For a moment here I’ll step into the shoes of my spiritual director and say, “So when we pray this week, don’t just start out with your requests to God. Sit a spell, listen for and repeat God’s Word to you: hear him say to you, “My Beloved Son, or Daughter, in whom I am well pleased.”

Thirdly, let’s keep looking at others with that same vision, to see them the way God does; as “God’s beloved child,” whether they believe that about themselves or not. Jesus came to stand in their place too, and to share his honor and glory with even his enemies and assassins, just as much as with his friends. So, whenever someone rubs us the wrong way, or someone clashes head on with our personality, or our politics, or our theology, even if they do so in the most personal, destructive and divisive ways, can we at least commit ourselves to saying, “I will not see you the way you seem to be seeing me; I choose first to see you the way God sees both of us, as his Beloved son or daughter, and will treat you that way, whether you treat me that way or not, whether I agree with what you say or do, or not. Whenever I start fixating on you and wish you ill, I shall visualize you on the mountaintop, glowing with the glory for which you were created, and shall name you, as does God himself, ‘God’s Beloved Child.’”

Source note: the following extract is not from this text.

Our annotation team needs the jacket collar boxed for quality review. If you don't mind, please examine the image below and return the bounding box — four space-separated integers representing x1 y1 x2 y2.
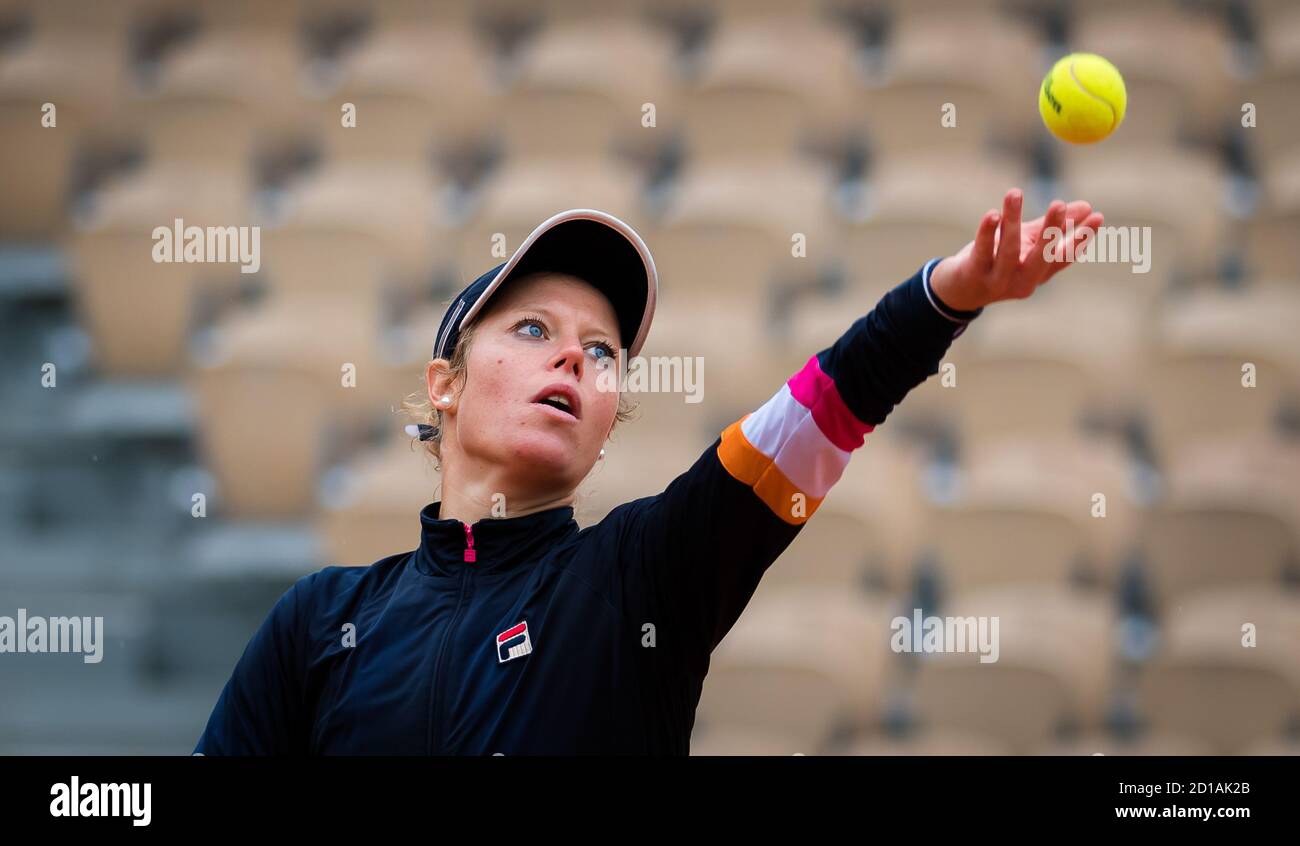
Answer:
415 500 579 577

I’ll close with what C.S. Lewis wrote in an essay, The Weight of Glory, “There are no ordinary people. You have never talked to a mere mortal. Nations, cultures, arts, civilizations – these are mortal, and their life is to ours as the life of a gnat. But it is immortals whom we joke with, work with, marry, snub and exploit – immortal horrors or everlasting splendors.”

Such everlasting splendor we have seen already, upon a Galilean mountaintop. That splendor, of the only-begotten Son of the Father, is ours as well, and forever. That’s why we won’t need nametags in heaven.